The first stage of this research investigated the influence of structural form on building structural and non-structural damage direct-repair costs using existing seismic loss estimation frameworks. In general, it was found that the stiffer building and stronger building considered incurred lower expected annual losses compared to more flexible buildings and weaker buildings. However, cost-benefit assessment showed that stiffer buildings and stronger buildings had higher life-cycle costs when initial construction costs were included.

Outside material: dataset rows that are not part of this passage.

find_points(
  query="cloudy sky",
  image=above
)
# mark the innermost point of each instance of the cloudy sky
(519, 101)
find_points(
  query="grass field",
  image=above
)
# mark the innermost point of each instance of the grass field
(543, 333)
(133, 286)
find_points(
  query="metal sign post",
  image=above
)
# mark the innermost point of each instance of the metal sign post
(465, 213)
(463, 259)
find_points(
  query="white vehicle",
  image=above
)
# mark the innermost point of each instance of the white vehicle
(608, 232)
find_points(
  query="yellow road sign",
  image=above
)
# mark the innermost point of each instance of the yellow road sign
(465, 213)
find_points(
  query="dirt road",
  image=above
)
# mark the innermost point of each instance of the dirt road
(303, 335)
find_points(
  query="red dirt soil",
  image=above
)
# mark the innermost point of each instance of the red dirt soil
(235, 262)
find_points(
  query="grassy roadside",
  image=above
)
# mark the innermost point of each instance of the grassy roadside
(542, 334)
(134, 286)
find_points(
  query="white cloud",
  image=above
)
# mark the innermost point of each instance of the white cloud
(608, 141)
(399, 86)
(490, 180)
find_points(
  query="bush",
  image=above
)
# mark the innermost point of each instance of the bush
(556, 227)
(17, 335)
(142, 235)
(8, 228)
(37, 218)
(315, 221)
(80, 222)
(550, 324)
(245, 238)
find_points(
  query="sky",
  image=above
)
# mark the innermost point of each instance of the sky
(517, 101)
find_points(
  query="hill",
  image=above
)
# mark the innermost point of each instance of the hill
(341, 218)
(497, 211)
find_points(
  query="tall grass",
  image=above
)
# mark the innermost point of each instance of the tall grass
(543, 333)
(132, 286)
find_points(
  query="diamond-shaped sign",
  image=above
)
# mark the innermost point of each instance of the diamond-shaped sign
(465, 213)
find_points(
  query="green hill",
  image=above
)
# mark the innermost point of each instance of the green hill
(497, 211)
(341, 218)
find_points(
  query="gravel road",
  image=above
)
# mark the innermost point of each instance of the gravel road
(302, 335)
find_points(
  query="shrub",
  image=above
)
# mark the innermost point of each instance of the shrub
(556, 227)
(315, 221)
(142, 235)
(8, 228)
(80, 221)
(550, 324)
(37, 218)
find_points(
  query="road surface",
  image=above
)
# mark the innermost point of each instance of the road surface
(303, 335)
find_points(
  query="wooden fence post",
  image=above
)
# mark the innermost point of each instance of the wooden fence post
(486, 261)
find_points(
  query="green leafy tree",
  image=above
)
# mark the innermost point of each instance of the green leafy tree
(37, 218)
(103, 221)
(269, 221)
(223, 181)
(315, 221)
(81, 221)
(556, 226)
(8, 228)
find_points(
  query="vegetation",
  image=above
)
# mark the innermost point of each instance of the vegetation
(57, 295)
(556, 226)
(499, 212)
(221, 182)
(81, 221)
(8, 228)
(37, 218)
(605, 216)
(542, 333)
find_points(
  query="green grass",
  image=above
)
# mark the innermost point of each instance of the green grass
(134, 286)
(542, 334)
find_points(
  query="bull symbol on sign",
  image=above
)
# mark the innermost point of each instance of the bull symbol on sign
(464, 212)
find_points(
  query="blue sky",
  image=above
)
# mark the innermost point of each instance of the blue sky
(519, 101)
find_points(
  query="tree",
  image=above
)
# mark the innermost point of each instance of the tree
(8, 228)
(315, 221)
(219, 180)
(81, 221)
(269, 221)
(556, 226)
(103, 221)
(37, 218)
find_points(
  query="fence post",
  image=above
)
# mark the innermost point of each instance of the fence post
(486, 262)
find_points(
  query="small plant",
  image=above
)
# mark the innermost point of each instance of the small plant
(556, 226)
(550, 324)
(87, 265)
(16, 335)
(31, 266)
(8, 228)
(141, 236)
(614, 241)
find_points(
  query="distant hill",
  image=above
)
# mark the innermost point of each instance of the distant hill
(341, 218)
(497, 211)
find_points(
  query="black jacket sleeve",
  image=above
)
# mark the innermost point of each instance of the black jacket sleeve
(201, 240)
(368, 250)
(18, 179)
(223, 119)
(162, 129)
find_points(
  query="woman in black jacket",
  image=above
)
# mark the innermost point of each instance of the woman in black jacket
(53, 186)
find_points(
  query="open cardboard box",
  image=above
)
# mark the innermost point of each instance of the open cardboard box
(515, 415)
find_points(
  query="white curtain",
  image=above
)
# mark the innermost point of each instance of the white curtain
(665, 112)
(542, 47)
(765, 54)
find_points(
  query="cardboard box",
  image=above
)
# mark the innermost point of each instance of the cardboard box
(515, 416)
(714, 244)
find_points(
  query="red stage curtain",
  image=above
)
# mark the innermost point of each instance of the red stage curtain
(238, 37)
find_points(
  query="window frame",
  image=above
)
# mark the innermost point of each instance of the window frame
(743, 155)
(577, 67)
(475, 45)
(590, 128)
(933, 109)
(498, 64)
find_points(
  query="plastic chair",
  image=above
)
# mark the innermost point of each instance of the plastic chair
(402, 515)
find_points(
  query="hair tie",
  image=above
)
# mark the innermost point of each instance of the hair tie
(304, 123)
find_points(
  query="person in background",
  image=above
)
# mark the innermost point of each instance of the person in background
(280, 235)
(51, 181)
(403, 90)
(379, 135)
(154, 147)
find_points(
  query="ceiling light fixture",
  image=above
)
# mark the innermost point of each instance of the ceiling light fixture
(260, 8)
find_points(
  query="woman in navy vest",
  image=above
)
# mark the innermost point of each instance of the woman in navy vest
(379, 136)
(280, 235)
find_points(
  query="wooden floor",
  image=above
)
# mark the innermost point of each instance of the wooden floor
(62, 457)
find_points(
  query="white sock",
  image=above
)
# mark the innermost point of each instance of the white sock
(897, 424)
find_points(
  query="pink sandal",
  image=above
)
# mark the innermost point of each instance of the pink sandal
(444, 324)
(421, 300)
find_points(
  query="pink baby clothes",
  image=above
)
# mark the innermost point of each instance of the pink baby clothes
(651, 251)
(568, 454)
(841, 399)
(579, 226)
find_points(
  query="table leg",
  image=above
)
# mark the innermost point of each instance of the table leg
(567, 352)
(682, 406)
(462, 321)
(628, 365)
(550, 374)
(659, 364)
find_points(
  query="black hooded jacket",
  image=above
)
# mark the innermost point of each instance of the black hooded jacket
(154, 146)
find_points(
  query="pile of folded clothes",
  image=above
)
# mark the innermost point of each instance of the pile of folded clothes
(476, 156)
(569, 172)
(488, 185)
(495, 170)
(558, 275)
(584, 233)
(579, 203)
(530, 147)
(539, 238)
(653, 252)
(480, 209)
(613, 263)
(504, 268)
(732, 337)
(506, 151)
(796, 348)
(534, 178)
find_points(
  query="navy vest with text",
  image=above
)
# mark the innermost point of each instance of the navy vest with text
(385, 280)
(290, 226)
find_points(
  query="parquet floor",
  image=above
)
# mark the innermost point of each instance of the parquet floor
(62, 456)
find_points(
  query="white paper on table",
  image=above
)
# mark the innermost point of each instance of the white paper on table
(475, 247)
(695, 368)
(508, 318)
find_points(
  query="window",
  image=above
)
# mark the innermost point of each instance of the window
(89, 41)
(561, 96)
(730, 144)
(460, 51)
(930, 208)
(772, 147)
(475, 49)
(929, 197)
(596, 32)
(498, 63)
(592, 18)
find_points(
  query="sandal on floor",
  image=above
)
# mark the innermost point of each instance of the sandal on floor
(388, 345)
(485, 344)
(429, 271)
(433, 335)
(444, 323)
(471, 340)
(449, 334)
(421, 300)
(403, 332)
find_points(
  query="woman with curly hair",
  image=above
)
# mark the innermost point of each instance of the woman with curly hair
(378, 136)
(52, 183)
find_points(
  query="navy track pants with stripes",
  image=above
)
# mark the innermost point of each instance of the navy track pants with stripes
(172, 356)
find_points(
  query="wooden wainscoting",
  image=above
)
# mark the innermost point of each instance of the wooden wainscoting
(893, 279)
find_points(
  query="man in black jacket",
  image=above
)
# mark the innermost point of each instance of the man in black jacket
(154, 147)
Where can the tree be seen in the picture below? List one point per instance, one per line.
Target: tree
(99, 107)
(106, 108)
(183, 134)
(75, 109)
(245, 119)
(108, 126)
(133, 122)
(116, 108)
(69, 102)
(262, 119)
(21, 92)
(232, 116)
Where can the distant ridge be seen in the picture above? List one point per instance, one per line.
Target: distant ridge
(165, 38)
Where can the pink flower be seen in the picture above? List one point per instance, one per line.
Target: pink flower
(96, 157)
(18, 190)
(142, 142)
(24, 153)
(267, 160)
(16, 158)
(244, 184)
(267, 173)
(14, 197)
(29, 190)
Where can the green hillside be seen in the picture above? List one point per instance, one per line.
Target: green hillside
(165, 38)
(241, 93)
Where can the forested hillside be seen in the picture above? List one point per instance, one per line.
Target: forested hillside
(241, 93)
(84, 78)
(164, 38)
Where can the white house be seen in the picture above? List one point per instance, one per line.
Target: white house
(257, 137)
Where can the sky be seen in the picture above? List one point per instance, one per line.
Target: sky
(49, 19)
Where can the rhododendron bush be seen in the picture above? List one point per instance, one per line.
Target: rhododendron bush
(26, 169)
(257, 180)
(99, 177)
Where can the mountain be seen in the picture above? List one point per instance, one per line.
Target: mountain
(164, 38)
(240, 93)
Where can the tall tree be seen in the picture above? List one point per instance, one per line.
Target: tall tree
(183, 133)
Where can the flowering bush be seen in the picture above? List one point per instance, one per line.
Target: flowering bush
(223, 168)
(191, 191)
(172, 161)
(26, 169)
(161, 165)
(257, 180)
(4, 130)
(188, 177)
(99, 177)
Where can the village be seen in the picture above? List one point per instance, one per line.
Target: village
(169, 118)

The second stage focused on quantifying the severity of content movement; in particular content sliding. Existing numerical content sliding models were validated using shaking table tests of realistic furniture on common flooring materials subjected to sinusoidal floor motion. A new equation for predicting the peak sliding displacement of contents was then developed. This equation was found to be more sufficient and efficient compared to other existing prediction equations. Furthermore, it was found that sliding of contents within stiffer buildings were generally less severe compared to more flexible buildings. In contrast, contents in stronger buildings exhibited greater sliding response compared to weaker buildings.
A framework for predicting injuries caused by people falling, content movement, and building collapse was developed in the third stage of this research. Outputs from this framework were found to be consistent with anecdotal injury data. It was found that fall-related injuries were more likely to occur in stiffer buildings and stronger buildings. In addition, lesser content movement-related injuries occurred in stiffer buildings compared to more flexible buildings. However, more content movement-related injuries occurred in stronger buildings compared to weaker buildings. Lesser collapse-related injuries occurred in stiffer buildings and stronger buildings.
The final stage of this research investigated the influence of structural forms on life-cycle costs including initial construction costs, building damage direct-repair costs, and injury costs. Cost-benefit analyses showed that stiffer buildings generally have lower overall life cycle costs, and the highest seismic resilience, of all buildings considered.